Explaining why he was introducing the debate to Assembly, the East Antrim MLA criticised the non-attendance of the Minister for Justice David Ford.  It is normal for Ministers to be present to respond to issues raised in Assembly debates, but Minister Ford declined to attend citing that the Response officer transfer proposal was an operational matter for the PSNI alone.

Mr Beggs told the Assembly:

“The mantra of “That would be an operational matter” seems to trump everything.  It is precisely that lack of engagement by and the inflexibility of the hierarchy in the PSNI and Department of Justice that has prompted me to raise this issue in the Assembly to ensure that there is adequate and wider discussion of the matter.

Also, and this is crucial, my Ulster Unionist Party colleagues and representatives from Larne Policing and Community Safety Partnership have been contacted by unprecedented numbers of serving police officers who are expressing their concerns, off the record, that the removal of these response police officers from Larne will reduce the effectiveness of policing there.

The proposal will remove 20 response police officers from Larne.  In the future, one seventh of their response policing time will be spent sitting in a car travelling between Larne and Ballymena.  How can that be good for policing or for response policing?  Local knowledge will be diluted as officers share duties and briefings cover a wider area, and that, in my opinion, will leave the community in Larne more vulnerable to criminals.  How will the people of Larne receive a timely emergency response during each shift changeover?  The travel time between Larne and Ballymena is around 35 minutes, and if the officer is then required to travel on, perhaps to Islandmagee or down the coast, it could take another 25 minutes on top of that.  In my mind, that would be unacceptable.  In addition, Larne is a major port.  What timely response from Ballymena will be possible to a port incident? “

Roy Beggs MLA suggested that the proposal to move response police officers from Larne actually breached the official Police Plan:

“ A key objective of the current policing plan for Larne is keeping police officers in the Larne area command unit visible and keeping the community informed about local policing issues.  One of the key means to achieve that is:

“Continued linking of Neighbourhood Policing through Response Policing officers attached to Larne Area Command Unit”.

 It seems very obvious that moving response police officers from Larne to Ballymena is a breach of the Larne district policing plan.  It is a breach of the faith of the local community.  The Service First plan might be an accountant’s dream, but I fear that it could be a police officer’s nightmare.”

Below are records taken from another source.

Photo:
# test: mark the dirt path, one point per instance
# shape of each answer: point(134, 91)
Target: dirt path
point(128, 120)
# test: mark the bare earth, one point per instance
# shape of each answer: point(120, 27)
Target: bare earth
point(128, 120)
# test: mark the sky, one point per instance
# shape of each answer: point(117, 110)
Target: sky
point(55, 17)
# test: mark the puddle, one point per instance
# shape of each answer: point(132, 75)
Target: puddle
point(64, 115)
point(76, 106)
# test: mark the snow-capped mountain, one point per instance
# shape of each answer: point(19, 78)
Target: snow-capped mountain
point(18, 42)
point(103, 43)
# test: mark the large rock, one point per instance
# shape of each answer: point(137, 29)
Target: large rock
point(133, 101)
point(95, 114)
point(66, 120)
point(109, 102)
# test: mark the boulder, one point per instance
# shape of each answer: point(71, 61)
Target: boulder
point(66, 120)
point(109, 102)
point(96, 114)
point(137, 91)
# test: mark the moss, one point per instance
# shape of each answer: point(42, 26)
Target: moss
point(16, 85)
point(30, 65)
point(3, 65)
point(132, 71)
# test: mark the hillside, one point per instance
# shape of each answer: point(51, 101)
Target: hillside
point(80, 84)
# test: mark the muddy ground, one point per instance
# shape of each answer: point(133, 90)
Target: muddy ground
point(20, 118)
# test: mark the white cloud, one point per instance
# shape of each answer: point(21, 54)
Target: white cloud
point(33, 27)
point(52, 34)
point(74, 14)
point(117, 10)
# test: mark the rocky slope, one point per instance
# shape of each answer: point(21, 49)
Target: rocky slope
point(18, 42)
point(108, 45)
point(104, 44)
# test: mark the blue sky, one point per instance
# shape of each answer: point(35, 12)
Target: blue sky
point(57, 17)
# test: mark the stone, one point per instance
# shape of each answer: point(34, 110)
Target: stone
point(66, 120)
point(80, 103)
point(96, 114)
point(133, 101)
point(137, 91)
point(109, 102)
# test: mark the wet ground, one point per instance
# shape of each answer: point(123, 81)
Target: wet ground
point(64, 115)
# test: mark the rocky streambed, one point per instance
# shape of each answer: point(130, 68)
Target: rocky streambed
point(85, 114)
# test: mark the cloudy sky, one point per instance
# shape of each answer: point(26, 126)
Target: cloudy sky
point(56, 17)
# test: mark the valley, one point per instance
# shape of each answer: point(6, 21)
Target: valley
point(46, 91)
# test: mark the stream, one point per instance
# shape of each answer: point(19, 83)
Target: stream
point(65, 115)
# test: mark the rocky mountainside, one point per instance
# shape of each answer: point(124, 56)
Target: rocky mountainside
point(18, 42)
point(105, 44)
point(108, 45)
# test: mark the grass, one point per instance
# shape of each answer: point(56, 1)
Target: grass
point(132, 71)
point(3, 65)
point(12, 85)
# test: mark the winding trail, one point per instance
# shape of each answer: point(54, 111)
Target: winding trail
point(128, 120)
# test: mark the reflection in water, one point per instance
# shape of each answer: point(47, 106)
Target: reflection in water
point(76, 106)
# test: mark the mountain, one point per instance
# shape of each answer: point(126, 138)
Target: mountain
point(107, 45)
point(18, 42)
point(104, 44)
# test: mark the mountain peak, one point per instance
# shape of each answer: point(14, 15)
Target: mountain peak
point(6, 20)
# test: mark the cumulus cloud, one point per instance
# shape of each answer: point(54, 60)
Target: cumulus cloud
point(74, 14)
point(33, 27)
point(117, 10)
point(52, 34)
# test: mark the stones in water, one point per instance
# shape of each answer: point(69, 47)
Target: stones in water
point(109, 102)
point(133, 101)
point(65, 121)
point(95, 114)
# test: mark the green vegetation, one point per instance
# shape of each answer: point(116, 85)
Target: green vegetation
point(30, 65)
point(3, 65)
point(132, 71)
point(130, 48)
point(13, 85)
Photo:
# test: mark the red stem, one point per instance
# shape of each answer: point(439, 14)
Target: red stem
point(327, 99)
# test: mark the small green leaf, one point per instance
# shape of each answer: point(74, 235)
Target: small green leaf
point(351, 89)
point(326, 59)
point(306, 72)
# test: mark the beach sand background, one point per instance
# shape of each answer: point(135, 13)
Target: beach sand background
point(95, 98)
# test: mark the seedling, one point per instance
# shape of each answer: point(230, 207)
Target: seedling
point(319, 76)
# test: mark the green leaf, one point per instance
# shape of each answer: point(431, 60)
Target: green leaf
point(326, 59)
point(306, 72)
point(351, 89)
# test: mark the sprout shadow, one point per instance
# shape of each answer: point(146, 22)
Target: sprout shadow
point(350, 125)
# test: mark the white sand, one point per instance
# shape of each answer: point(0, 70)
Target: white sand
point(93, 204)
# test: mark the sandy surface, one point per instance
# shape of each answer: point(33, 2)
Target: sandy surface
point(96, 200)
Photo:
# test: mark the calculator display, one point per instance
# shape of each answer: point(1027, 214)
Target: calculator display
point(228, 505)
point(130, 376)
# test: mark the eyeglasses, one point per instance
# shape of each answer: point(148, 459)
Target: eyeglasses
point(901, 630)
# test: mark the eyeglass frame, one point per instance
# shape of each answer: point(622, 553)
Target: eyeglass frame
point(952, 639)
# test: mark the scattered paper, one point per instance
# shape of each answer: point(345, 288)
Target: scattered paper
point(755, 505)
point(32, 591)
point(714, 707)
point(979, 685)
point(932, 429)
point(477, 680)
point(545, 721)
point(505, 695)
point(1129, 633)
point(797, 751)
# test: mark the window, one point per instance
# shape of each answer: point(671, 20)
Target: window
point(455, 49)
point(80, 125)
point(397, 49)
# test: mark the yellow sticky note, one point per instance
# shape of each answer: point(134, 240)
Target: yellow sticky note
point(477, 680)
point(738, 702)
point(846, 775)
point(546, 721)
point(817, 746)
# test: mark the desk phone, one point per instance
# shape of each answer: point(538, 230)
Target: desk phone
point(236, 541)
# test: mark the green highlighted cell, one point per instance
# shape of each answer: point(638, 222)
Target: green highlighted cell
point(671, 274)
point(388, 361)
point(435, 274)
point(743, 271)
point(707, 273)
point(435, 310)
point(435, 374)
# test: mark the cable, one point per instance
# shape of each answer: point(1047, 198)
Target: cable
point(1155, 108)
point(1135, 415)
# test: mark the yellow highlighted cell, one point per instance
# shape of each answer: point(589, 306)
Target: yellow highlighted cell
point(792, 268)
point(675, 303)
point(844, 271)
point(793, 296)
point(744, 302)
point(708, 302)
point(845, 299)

The Ulster Unionist Party MLA added:

“ I accept that there is the operational independence of the Chief Constable, but there are equally important concepts such as public interest, duty of care and public safety.  Another buzzword when discussing policing in recent years is accountability.  Has the Policing Board been fully briefed?  Has it been able to question the Chief Constable and senior officers on Service First?  Has this plan been fully thought out?  What alternatives have been considered?  The failure to respond to numerous letters from Larne Borough Council and the Larne policing and community safety partnership show that there has been a lack of engagement.

In conclusion, I bring this matter to the attention of the Assembly because my constituents in Larne want to have an effective, professional, local police service in their area.  It is totally unacceptable that the second largest sea port in Northern Ireland should be left only with a neighbourhood police officer team of 10.  The team does work efficiently and effectively, but, if the separation occurs, they would be left without that closer working relationship with the response police officers.  I hope that someone in the PSNI, the Department of Justice or the Policing Board is listening and will reconsider this plan, even at this late stage.”